Reg Flynn, a 30-year-old from Forteau, Nfld., is glad he chose the fast track to action, too. He enrolled in the geographic information systems (GIS) applications specialist program at the College of the North Atlantic in Corner Brook, Nfld., after graduating with an arts degree from Memorial University. His major project at college was to produce a multi-layered computer map to help solve the riddle of why caribou stocks are declining in the province. He included information like topography and vegetation along with data showing how far bears were venturing from their dens after hibernation for food. Was it the bears that were depleting the caribou? It’s not clear yet, but the project gave him something tangible he could show to potential employers.

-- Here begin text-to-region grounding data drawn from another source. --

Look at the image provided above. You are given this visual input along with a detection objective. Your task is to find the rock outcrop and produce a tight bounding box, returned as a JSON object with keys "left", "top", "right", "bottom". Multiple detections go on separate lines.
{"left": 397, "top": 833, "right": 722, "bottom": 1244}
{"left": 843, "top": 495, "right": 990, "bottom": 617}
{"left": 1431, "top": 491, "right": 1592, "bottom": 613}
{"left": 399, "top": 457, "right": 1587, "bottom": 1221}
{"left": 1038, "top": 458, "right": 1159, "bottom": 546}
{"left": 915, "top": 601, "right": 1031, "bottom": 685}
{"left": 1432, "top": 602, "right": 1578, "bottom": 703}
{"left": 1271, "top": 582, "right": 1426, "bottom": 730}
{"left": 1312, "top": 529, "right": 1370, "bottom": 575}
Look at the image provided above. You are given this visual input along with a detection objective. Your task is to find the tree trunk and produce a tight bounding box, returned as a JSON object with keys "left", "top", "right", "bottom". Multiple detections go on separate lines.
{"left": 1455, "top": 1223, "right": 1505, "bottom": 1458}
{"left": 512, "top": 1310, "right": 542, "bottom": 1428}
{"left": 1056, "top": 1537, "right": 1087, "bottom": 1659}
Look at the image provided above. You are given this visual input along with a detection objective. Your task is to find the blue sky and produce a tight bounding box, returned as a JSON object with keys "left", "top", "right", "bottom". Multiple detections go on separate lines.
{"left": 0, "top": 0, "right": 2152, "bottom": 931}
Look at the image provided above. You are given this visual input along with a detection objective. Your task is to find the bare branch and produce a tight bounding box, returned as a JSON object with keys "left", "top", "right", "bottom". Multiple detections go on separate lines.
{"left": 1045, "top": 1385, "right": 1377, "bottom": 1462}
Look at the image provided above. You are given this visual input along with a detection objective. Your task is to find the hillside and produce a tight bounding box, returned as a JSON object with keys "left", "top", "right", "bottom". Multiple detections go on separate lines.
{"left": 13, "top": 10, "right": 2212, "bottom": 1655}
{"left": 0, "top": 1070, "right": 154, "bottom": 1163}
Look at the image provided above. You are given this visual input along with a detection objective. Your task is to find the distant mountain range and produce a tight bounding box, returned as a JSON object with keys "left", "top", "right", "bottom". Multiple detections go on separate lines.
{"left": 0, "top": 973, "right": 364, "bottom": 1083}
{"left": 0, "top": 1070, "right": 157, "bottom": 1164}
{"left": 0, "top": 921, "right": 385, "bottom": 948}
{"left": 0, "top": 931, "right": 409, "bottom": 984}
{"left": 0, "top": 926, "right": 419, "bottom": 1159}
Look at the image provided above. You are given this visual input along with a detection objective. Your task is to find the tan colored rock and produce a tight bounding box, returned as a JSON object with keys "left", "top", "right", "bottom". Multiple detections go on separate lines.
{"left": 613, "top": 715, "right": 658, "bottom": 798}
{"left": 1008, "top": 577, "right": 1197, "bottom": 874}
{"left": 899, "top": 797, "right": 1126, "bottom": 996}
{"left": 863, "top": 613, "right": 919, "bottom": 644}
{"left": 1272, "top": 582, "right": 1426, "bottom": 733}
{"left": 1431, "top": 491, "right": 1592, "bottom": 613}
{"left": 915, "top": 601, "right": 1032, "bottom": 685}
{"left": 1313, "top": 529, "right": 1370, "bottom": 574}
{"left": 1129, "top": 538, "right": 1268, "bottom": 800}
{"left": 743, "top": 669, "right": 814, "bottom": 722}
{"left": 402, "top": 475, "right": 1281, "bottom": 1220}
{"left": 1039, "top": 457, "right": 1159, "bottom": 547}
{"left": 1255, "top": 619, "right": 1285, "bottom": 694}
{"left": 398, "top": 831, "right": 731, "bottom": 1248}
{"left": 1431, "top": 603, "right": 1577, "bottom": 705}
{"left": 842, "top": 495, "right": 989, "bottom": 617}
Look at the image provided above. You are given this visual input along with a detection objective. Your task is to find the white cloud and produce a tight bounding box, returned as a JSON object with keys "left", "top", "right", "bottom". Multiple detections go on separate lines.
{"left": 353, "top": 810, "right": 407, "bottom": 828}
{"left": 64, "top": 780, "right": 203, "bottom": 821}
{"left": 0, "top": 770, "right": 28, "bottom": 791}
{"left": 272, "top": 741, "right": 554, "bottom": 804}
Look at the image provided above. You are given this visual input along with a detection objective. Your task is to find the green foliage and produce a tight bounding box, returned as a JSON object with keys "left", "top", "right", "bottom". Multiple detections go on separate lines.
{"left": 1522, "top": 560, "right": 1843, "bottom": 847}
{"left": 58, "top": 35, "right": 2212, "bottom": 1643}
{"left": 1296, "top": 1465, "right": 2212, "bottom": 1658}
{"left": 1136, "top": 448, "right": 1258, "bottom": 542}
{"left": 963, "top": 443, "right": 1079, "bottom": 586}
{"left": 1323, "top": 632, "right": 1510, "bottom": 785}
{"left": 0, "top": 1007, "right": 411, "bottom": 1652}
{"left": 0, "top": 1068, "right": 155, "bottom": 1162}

Nolan and Flynn are big boosters of their postgrad experiences at college, but they don’t knock university, either: they needed both university and college to reach the start of their careers.

After all, it was Nolan’s political science courses in her undergrad that made her curious about travel and geopolitics in the first place—and illuminated her desire to help impoverished people full-time. It happened like this: after teaching for two years in South Korea (a job she got because of her university credential), she travelled across the developing world. On a beach in Thailand one night, her calling became clear as the night sky. “Everybody was drinking and dancing under the moon, but I couldn’t help but notice little girls out on the beach picking up beer cans to make money, until three, four and then five the morning,” she says. “I realized that I was a part of the problem for these people. I wanted to help.” By the end of her trip, she was living with a Masai family in Ilnarooj, Kenya, and volunteering at a school. As soon as she got back, she enrolled in the international development program at Humber. She had found her calling.

Flynn also credits university—particularly its flexibility—for helping him discover what motivates him to get out of bed in the morning. He started in computer science at Memorial University, but found that it was “just too tedious,” so he switched to English. That didn’t suit him either. Luckily, his geography 101 elective helped him uncover his passion. “The way everything works together, like land forms and weather systems, just clicked for me,” he says, remembering that first class. A college program straight out of high school wouldn’t have allowed so much exploration. It was also in that geography seminar that he first seriously considered the balance between humankind and nature. He credits one seminar where the class explored the question, “Should we really kill a bear just because it comes into our community?” for setting him on the path to his career.

University helped Flynn and Nolan to find themselves, but they learned transferable skills, too. Nolan says it was McMaster that taught her how to structure an argument and express her thoughts in writing—a skill that international development workers use all the time to plead for money. Flynn says university taught him how to write clearly, a key requirement for his new job.

That job involves making a GIS map for a researcher who’s tracking how forests in Newfoundland are changing over time. While a master’s student might be studying the competing theories behind environmental stewardship, Flynn is already helping to protect forests and getting paid to do it.

Nolan is busy implementing her plan to help the Masai families she met in Ilnarooj on her trek around the world. She’s using the financial skills and industry connections that she picked up at Humber to create her new social enterprise, My Masai. She’s ordering beaded leather bags from the women in Ilnarooj by the dozens and selling them to Canadian women who want to know their accessories weren’t made in a sweatshop. If the business takes off, women in Ilnarooj will have more cash in their pockets and their children will be able to focus on school instead of working (unlike those children on the beaches of Thailand). For Nolan, it feels better to be acting on her values, rather than sitting in a library. She did enough of that in university.